Recommendation:  The  Department  should  take  action  to  ensure  that  the  full methods and results are available to doctors and researchers for all trials on all uses of all treatments currently being prescribed, and should also ensure that there is clear and frequent audit of how much information is available and how much has been withheld.
2.  The  results  of  clinical  trials  on  humans  are  the  key  evidence  used  by  regulators, researchers  and  clinicians  to  assess  whether  a  medicine  works  and  how  safe  it  is.
Medicine manufacturers submit evidence on products they wish to market in the UK
to  the  Medicines  and  Healthcare  Products  Regulatory  Agency  (MHRA)  or  the
European Medicines Agency (EMA).
3.  The scope for independent scrutiny of a medicine’s effectiveness is undermined by the fact that the full methods and results of many clinical trials are not made available to doctors and researchers. The problem of non-publication of clinical trial results has been known since the mid-1980s. We also heard evidence that trials with positive results are about twice as likely to be published as trials with negative results. While several clinical trial registries have been established, none covers all clinical trials on all  uses  of  all  treatments  currently  being  prescribed  worldwide.  There  have  been recent announcements by the EMA, and some manufacturers, to improve access to information  about  clinical  trials  but  none  adequately  addresses  the  issue  of incomplete  disclosure  throughout  medicine.  Opening  up  information  about  all clinical  trials  to  medical  researchers  would  support  the  work  of  regulators  by permitting thorough, independent external review by doctors and researchers .

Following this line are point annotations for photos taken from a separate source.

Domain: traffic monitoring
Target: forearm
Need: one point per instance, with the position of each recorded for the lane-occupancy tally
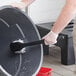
(27, 2)
(67, 14)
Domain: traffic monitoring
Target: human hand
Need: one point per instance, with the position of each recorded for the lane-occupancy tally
(18, 4)
(50, 38)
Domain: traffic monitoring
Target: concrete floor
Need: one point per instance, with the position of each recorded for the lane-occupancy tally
(53, 60)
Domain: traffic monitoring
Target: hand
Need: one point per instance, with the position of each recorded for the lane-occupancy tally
(28, 1)
(50, 38)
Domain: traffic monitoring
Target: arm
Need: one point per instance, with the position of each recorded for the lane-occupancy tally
(66, 15)
(22, 3)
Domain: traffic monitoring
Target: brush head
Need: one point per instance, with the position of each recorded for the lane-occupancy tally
(17, 46)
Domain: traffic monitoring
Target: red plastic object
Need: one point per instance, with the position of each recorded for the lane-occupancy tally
(45, 72)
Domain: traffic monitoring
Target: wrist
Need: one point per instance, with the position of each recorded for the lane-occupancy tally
(54, 34)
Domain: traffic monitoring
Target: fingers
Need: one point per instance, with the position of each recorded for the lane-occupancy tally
(50, 38)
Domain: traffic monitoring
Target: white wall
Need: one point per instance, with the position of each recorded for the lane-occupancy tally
(42, 11)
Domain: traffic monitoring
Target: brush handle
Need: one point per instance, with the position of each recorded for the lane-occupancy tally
(33, 43)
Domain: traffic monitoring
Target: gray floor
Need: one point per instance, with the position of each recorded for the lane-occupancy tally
(53, 60)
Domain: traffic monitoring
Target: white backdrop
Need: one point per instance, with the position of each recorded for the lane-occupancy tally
(43, 11)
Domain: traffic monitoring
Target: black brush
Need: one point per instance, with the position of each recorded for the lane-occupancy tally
(17, 46)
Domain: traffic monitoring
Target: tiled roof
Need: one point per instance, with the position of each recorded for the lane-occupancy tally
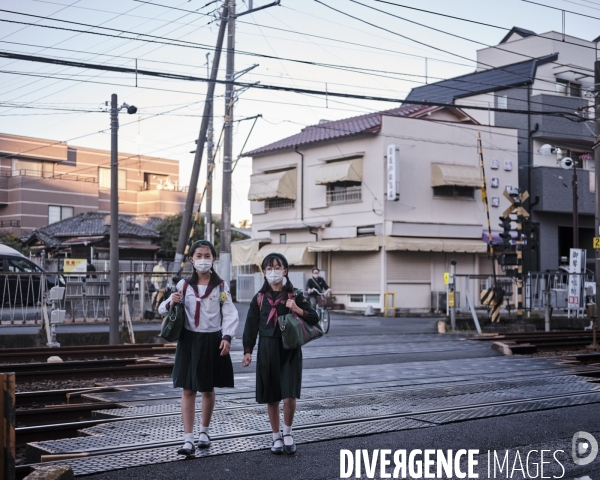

Recommendation:  The  Department  and  the  MHRA  should  ensure,  both
prospectively  and  retrospectively,  that  clinical  trials  are  registered  on  an
appropriate registry and that the full methods  and  results  of all trials should be
available  for  wider  independent  scrutiny,  beyond  the  work  undertaken  by
regulators during the licensing process.
4.  NICE  and  the  MHRA  do  not  routinely  share  information  provided  by
manufacturers during the process for licensing medicines. When applying for a
licence, manufacturers have a legal obligation to provide all the information on the
safety and efficacy of a medicine that is required by European regulators. However,
NICE does not have statutory powers to demand information from manufacturers,
in  contrast  to  the  Institute  for  Quality  and  Efficiency  in  Healthcare  in  Germany, which performs a similar role to NICE. NICE seeks confirmation from the medicine manufacturer’s UK medical director on the completeness of information, but this may not include all clinical trials in other parts of the world, not least because UK medical directors may themselves not have full information. The MHRA confirmed there  was  no  legal  obstacle  that  would  prevent  it  from  sharing  information  with NICE.  However,  there  is  no  routine  sharing  of  the  information  provided  by manufacturers to regulators as part of the licensing process with NICE. This leads to the risk of omissions and duplication in the collection of evidence.
Recommendation: NICE should ensure that it obtains full methods and results on all trials for all treatments which it reviews, including clinical study reports where necessary;  make  all  this  information  available  to  the  medical  and  academic community for independent scrutiny; and routinely audit the completeness of this information.  NICE  and  the  MHRA  should  put  in  place  a  formal  information-sharing agreement to ensure when NICE appraises medicines it has access to all of the information provided to regulators by the manufacturer during the licensing process.